Eenzaam
De oude man zat verweesd door het
raam te kijken. Niet dat er zoveel te zien was. Buiten een toevallige
voorbijganger die gehaast en zonder binnen te kijken het gebouw passeerde, was
het stil op de weg. Wie hier langs kwam om langer te blijven, arriveerde vroeg
of laat ook voor hetzelfde venster.
Zijn gezicht was getekend door de
tijd. Het weinige haar dat hij nog had, was zilvergrijs en mooi achteruit
gekamd, zo in de vorm gelegd dat de kale plek boven op zijn kruin bedekt was.
Hij had dit graag op die manier, een kleine ijdelheid die hij zich nog kon
veroorloven. De diepe groeven in zijn gelaat legden een schaduw op zijn gezicht
die het enigszins karakter gaf. Ze getuigden van leed, verdriet en pijn. De
zeldzame keren dat deze rimpels door een lach in beweging kwamen, leken ze meer
dan tekens van ouderdom.
Met een blik op oneindig keken de
waterige grijze ogen naar een andere wereld. Momenten uit een ver verleden, die
op het vensterglas werden geprojecteerd. Zijn plechtige communie waar hij zijn
eerste grote fiets had gekregen, hoe hij zijn vrouw had ontmoet, zijn eerste
kind in haar armen. Af en toe liep er een traan over zijn gezicht, langs en
over de rimpels tot in een of andere mondhoek, waar zijn koortsige lippen de
herinneringen in het zout proefde. Zijn kin die in de onmacht trilde.
Iedere morgen onderging hij de
nodige verzorging om zich uiteindelijk daarna nog dat kleine stukje mens te
voelen. Een vriendelijke verpleegster, die hem af en toe sussende woordjes
toesprak die hij maar half hoorde, ontdeed hem van zijn nachtkleding. Vroeger
was het ergste wat hij zich kon indenken dat hij een ongelukje voorhad en hij
zichzelf gedurende zijn slaap bevuild had. Vandaag was het de vraag of de
Pampers het gehouden hadden tijdens de nachtelijke uren. Vaardige handen wasten
hem en begeleidden zijn stramme ledematen in verse kleren.
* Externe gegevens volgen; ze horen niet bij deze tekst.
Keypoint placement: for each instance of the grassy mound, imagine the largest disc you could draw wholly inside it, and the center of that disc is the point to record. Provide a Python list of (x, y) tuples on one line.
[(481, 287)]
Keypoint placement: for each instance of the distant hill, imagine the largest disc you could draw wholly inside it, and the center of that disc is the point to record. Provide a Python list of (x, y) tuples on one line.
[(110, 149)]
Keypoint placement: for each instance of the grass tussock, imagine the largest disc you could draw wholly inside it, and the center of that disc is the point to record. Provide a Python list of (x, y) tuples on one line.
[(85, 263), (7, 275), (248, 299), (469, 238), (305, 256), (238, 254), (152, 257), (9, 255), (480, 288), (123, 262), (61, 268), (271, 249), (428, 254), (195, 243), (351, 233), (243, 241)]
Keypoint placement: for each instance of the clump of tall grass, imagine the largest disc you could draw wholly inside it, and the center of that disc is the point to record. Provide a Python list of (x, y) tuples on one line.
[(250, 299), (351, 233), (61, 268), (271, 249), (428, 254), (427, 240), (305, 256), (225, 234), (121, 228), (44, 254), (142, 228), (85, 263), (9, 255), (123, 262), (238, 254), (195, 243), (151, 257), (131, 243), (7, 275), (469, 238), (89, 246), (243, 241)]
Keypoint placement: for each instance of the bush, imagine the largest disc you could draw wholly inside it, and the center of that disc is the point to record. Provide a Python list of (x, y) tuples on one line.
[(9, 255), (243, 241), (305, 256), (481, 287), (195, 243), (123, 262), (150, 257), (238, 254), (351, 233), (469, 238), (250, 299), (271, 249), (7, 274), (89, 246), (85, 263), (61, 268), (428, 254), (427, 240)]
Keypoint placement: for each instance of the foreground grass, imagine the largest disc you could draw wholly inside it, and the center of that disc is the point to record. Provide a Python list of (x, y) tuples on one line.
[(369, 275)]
Niettegenstaande de moeite die het
koste, keek hij telkens weer uit naar de periodes waar hij gevoederd werd. Het
klinkt misschien onmenselijk en denigrerend, maar het was de juiste
omschrijving van de etensactiviteiten. Telkens was het een huzarenstukje om
zonder morsen wat van het fijngeprakte eten binnen te krijgen. Hijzelf had niet
meer de handigheid om met een lepel of vork tot bij zijn mond te komen. Om een
grotere smeerboel te voorkomen, lepelde men hem beetje per beetje het
ondefinieerbare goedje binnen. De
bewegingen van zijn kaken en tong waren het niet altijd met elkaar eens, daarom
gebeurde het dikwijls dat het prakje langs zijn kin terug weer voor de vrijheid
koos. Gelukkig zorgde het slabbetje ervoor dat zijn verse hemd niet elke keer
besmeurd werd.
Na een obligaat middagdutje kwam men
hem halen voor de namiddagrecreatie. Actief zijn, bestond er voor hem uit om te
kijken naar de wat agielere ouderen die som knutselden of een grote bal naar
elkaar toerolden. Af en toe kwamen kinderen op bezoek, dan was het bij velen
feest. Voor hem mocht het allemaal niet te lang duren. Hij kreeg hoofdpijn van
die vele kleine stemmetjes.
Het was een verademing na het
vieruurtje om wat naar buiten te staren door de ruit van zijn kamer. Een
kleurrijke auto die soms voorbij zoefde, die mus die onbevreesd elke keer terug
kwam op de vensterbank, de bomen die geluidloos wiegden in de wind. Misschien
kon hij, op een van zijn betere dagen, wat televisie kijken. Hij wachtte
meestal op de man die hem met handige bewegingen in zijn bed stopte. Dan was
het dank zij dat kleine pilletje, slapen zonder zorgen tot een nieuwe morgen
hem wakker riep. Een dag waar het allemaal opnieuw begon.